Systems engineering has come a long way since the 1960s. Defense and aerospace data management systems, which initially evolved under a centralized authority, must now adapt to highly distributed organizations with multiple authorities and open and modular development needs. Organizational management techniques have evolved to smooth logistics and collaboration between contributors, and data management and modeling tools have been developed to help orchestrate information, goals, and processes in a centralized manner. These tools work wonderfully when matched with centralized organizational or project structures. The challenge is that the U.S. Government’s efforts (like the 2021 National Defense Authorization Act (NDAA)’s requirement for a Modular Open Systems Approach (MOSA)) to drive modularity and reuse amongst its systems foster decentralized organizational structures. New and emerging projects trend toward reusable components assembled with contributions from distributed organizations. It is not clear whether Defense and Aerospace data management systems and strategies will adapt.

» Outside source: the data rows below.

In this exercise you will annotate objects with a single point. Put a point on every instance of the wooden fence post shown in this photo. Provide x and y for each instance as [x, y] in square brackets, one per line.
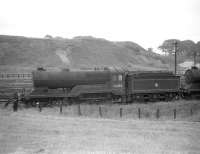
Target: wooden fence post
[100, 112]
[79, 110]
[158, 114]
[139, 112]
[120, 112]
[61, 103]
[174, 113]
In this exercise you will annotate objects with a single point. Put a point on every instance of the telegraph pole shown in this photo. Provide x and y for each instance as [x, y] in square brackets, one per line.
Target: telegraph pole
[175, 50]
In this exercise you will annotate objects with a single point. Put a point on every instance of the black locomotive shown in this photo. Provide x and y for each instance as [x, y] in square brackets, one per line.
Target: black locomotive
[115, 86]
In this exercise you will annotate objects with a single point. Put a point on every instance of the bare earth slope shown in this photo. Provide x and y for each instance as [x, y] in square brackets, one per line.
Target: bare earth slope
[28, 132]
[80, 52]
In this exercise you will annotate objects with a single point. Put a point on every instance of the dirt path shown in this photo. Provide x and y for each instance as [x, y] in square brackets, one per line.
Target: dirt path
[28, 131]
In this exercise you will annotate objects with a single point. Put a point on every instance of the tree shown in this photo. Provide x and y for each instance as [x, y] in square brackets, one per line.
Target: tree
[186, 47]
[48, 36]
[168, 46]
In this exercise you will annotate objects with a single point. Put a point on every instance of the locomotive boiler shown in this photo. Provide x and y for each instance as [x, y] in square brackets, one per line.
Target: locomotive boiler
[191, 83]
[76, 85]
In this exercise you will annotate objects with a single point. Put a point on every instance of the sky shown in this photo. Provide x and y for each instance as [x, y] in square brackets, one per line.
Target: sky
[146, 22]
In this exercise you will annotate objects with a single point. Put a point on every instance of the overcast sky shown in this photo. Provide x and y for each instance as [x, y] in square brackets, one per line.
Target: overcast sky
[146, 22]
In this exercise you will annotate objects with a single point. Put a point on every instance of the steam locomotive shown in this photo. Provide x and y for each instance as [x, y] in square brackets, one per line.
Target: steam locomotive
[112, 86]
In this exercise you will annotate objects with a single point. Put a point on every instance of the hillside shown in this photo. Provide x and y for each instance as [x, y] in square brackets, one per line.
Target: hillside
[80, 52]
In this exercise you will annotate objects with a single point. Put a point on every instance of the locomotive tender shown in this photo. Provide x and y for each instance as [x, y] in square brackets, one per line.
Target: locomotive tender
[115, 86]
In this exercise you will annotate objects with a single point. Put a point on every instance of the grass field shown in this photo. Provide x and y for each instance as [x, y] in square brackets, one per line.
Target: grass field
[31, 132]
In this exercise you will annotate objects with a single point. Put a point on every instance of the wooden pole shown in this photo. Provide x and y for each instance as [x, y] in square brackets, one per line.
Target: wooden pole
[120, 112]
[139, 112]
[174, 113]
[79, 110]
[158, 114]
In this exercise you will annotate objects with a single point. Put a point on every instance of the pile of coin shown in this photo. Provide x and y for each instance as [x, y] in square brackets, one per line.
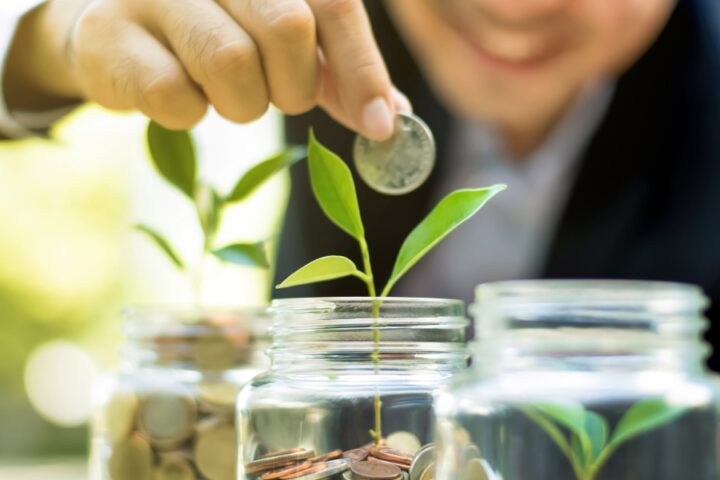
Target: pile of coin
[398, 457]
[178, 433]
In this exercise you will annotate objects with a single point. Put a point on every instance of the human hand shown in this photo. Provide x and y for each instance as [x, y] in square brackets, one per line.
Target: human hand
[171, 58]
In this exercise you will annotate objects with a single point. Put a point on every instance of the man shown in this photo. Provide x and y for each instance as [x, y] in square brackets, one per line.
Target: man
[601, 115]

Lessons from the Space Race
In the 1960s and ‘70s, the United States and the Soviet Union were locked in an epic competition to be the first nation to send a crewed spacecraft to the moon. It was a herculean task—not only of engineering, but of organizational design, logistics, and systems management. According to Stephen B. Johnson, aerospace engineering professor and author of The Secret of Apollo: Systems Management in American and European Space Programs, the Apollo program “cost more than $19 billion through the first Moon landing and used 300,000 individuals working for 20,000 contractors and 200 universities in 80 countries” (Johnson 5).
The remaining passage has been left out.